Once he had the armor on completely, Larry slowly raised his wrist into view and activated the power. Immediately, Larry recognized the benefit of the skinarmr, which cooled almost instantly to an ideal ambient temperature based on synaptic responses the armor detected through a constant scan of Larry’s
brain stem. The armor itself, which weighed somewhere around two hundred fifty pounds altogether, began to act as a supportive exoskeleton, the integrated artificial muscles adding to Larry’s own strength instead of having the armor’s weight detract from it.

After getting used to the feel of the armor, Larry activated the helmet. He was amazed at the additional information provided by the suit’s DPU. It was constantly processing all sorts of inputs Larry would never have thought of and making them available onscreen. With a flick of his eye, Larry could summon up an atmospheric analysis program, which utilized samples that the wearer had to obtain and place into a port in the gauntlet’s wrist. With another flick, he could enhance any of his senses or block another one out. The suit was even capable of transferring minor haptic input to the wearer’s skin, though this was heavily monitored to ensure no painful sensations were pointlessly transferred to the wearer.

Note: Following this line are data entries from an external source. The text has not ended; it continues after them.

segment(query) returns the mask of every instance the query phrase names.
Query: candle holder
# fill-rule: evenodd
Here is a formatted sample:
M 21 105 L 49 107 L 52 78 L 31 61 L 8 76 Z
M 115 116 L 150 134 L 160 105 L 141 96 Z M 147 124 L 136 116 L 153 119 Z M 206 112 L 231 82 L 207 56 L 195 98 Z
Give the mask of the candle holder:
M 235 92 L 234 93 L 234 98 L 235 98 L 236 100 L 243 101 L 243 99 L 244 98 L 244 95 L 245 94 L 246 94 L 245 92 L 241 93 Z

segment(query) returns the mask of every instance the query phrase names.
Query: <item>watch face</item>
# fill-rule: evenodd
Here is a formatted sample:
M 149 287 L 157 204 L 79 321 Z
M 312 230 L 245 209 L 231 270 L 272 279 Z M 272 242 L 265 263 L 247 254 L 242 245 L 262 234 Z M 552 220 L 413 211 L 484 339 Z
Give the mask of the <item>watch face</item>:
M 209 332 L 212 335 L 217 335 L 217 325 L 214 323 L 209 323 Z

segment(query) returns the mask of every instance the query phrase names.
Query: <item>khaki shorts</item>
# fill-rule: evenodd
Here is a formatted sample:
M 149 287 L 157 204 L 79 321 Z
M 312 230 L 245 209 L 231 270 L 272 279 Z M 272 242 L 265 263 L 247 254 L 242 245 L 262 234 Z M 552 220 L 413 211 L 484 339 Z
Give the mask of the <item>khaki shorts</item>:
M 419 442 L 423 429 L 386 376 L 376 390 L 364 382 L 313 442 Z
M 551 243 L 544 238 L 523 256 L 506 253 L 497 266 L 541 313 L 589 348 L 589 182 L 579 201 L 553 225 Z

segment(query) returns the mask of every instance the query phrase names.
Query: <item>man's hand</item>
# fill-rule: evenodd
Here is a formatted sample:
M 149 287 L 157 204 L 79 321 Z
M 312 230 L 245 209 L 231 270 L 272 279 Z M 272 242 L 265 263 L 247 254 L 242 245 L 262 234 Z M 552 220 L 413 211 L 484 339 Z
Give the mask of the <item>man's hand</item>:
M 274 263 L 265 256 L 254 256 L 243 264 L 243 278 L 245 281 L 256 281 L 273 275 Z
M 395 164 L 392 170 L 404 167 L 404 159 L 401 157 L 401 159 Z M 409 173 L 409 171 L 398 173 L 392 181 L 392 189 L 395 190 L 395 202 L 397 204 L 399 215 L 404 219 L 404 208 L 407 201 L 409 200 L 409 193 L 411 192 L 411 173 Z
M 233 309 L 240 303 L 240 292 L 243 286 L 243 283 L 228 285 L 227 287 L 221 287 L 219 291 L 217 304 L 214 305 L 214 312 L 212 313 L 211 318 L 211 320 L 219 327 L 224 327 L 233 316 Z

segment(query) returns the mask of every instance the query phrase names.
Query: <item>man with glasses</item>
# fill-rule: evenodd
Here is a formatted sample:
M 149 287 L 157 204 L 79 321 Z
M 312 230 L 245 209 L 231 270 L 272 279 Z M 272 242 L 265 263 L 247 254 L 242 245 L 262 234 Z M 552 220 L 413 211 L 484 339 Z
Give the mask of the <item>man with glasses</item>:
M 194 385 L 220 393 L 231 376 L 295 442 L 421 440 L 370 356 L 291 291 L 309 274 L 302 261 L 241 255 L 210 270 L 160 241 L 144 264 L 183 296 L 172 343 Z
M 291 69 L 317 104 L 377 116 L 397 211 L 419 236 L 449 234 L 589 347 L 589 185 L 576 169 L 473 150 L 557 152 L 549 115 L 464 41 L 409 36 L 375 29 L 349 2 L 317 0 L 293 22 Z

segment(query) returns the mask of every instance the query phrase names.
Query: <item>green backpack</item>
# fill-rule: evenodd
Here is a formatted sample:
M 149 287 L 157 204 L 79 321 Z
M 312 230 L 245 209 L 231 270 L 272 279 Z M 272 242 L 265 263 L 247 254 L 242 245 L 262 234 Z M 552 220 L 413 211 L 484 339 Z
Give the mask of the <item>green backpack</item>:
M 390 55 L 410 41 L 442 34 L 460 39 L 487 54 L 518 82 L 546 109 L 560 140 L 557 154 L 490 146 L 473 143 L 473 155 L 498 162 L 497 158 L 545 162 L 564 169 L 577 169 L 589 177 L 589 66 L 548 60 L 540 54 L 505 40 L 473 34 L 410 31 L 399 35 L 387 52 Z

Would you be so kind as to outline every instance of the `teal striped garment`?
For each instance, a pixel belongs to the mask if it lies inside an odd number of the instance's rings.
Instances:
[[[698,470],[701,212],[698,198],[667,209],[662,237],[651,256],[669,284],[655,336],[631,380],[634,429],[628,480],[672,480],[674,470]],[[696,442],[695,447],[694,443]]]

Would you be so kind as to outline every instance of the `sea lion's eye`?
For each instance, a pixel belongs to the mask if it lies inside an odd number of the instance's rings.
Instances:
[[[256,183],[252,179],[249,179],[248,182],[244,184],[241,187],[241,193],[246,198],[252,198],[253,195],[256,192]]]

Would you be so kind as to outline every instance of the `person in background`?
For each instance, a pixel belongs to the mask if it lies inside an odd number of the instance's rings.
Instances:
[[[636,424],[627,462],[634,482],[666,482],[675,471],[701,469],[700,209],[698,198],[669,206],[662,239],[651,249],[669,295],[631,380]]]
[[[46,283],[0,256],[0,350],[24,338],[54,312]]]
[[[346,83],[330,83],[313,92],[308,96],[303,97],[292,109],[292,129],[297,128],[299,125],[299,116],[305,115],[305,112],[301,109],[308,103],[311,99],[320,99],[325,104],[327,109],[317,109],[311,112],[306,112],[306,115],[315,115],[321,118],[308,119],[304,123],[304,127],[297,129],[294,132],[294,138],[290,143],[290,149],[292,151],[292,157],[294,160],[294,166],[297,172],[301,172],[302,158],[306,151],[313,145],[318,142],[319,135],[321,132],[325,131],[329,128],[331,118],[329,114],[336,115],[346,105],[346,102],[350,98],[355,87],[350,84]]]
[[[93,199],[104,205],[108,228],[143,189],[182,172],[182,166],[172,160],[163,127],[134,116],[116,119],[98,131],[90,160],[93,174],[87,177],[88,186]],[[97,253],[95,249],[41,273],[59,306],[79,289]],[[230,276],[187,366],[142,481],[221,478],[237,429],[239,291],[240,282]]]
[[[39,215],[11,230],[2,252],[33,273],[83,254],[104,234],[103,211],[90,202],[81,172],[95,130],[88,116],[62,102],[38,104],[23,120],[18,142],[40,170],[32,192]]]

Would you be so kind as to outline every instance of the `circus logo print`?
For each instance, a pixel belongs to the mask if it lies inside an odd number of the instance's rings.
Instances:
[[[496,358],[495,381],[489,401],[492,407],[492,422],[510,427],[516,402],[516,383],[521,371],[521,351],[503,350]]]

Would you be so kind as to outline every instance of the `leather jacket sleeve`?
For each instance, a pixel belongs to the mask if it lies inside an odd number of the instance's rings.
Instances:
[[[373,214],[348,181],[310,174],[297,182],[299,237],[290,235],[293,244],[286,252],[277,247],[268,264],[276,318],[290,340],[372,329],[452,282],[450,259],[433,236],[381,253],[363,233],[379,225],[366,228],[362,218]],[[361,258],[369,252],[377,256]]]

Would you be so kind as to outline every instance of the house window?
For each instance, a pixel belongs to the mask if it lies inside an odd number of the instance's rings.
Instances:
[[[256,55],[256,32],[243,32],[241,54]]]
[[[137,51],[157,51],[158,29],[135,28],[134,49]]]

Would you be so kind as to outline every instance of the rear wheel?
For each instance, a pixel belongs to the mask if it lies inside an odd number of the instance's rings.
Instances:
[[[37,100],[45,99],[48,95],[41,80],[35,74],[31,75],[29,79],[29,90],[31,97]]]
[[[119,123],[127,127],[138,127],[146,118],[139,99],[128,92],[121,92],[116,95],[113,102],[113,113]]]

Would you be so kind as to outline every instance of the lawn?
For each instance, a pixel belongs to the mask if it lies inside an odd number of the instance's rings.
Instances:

Once he had grown fully accustomed to wearing the armor and using the DPU, Larry pulled out the data drive, which he had been keeping in the pocket of his pants in the pulse-car’s trunk. With a flick of the eye, he opened the small hatch on the side of his armor that exposed the DPU interface ports. There, he inserted the data drive. Again, however, nothing happened. The DPU recognized that it was a data drive but showed no data and no empty space. Then, remembering what had happened up in his room, Larry set the DPU to reset.

When the DPU was powering off, the HUD was momentarily set to the same that Larry was accustomed to seeing in his Peacekeeper armor, which must have simply been what the helmet processed on its own. Then, when the power came back on, the entire interface changed. Displays disappeared and were replaced with simple icons. Every piece of electrical equipment in view seemed to light up, along with every weapon and every tool. Entire paragraphs of programming code were streaming by in a small window at the top right of the HUD.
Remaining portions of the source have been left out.